Our research is focused on the details of nucleation using molecular simulations and on trying to improve nucleation theory.
Nucleation has received much attention for more than a century but there still is no theoretical model that correctly describes and predicts nucleation rates–not even for the simple case of condensation. The dilemma lies in having either a model that is too crude to capture all aspects or a model that requires an intimate knowledge of the involved interaction potentials, which rarely are accurately known. For the latter reason, the simple classical nucleation theory (CNT) is still the predominant theory.1-4
But CNT predictions often fail to describe experimental results by many orders of magnitude, most notably more than 26 orders of magnitude in the case of argon condensation.5 It is quite hard to imagine another field in present day science that shows equally large deviations between experiment and theory. So why are scientist still sticking to a theoretical model that fails so badly?

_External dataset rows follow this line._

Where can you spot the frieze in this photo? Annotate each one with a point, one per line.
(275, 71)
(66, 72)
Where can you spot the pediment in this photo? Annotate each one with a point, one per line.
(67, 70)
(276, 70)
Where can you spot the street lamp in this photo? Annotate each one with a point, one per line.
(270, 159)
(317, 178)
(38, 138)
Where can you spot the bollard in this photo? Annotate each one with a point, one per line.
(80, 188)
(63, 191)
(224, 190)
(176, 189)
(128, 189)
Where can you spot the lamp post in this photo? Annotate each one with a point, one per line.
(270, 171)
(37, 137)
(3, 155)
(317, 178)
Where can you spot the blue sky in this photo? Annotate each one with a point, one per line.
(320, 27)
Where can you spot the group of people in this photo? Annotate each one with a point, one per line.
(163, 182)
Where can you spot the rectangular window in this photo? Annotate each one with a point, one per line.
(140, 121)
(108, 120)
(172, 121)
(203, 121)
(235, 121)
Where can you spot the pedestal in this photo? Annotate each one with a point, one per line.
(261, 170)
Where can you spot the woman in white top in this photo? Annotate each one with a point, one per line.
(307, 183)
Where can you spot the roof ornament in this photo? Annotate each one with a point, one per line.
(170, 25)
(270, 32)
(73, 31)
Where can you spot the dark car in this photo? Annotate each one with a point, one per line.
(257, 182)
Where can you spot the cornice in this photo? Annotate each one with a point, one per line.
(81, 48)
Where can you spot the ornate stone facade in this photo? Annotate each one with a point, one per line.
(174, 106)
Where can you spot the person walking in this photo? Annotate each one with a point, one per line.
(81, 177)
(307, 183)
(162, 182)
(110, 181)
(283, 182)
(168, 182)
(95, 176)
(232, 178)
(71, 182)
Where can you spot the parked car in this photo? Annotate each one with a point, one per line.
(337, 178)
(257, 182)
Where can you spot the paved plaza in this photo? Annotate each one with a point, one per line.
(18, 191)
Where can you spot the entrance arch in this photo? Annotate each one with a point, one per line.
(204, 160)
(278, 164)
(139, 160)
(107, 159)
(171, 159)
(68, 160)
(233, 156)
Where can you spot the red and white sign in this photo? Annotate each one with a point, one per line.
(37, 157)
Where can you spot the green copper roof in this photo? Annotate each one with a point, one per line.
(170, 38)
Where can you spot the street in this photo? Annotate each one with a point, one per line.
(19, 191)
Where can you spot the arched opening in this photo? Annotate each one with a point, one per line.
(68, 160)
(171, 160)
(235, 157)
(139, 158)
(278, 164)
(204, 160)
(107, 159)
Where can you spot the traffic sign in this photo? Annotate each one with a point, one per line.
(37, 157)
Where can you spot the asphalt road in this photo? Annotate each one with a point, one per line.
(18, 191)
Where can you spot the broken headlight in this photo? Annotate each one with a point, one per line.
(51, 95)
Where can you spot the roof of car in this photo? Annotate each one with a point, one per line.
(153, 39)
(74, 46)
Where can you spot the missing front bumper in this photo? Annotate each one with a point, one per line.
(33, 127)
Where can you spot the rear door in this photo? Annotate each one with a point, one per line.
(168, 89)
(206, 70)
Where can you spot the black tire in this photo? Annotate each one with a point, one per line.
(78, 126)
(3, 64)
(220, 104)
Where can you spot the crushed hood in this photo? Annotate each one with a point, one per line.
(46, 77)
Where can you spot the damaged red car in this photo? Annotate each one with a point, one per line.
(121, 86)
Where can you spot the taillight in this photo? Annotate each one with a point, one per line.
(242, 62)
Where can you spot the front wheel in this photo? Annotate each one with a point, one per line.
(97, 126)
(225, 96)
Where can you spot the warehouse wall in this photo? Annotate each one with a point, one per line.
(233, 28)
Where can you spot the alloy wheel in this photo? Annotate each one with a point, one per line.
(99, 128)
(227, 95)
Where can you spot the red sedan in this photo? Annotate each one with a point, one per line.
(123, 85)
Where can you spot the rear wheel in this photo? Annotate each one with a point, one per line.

Partly because one actually can predict something for a wide variety of situations and substances. Also, CNT does does not perform badly in all respects. Even though the prediction of nucleation rates typically is wrong, CNT still captures the qualitative essence of nucleation quite well. It also often yields surprisingly accurate predictions of the critical cluster size (the cluster size that marks the top of the nucleation barrier).
Still, it is obvious that we need a more powerful theory. Ideally, this theory should be as easy-of-use and as applicable as CNT. One successful step in this direction has been introduced with the “Extended Modified Liquid Drop Model – Dynamical Nucleation Theory”, or EMLD-DNT.6,7 We are continuing our efforts on further improving the predictive power of this model and on simplifying its application.
References
1 M. Volmer and A. Weber, Z. Phys. Chem. (Leipzig) 119, 227 (1926).
2 L. Farkas, Z. Phys. Chem. (Leipzig) 125, 236 (1927).
3 R. Becker and W. Döring, Ann. Phys. 24, 719 (1935).
4 For a review see e.g. P. G. Debenedetti, Metastable Liquids: Concepts and Principles. (Princeton University Press, Princeton, 1996).
5 K. Iland, J. Wölk, R. Strey, and D. Kashchiev, J. Chem. Phys. 127, 154506 (2007).
6 D. Reguera and H. Reiss, Phys. Rev. Lett. 93, 165701 (2004).
7 D. Reguera and H. Reiss, J. Phys. Chem. B 108, 19831 (2004).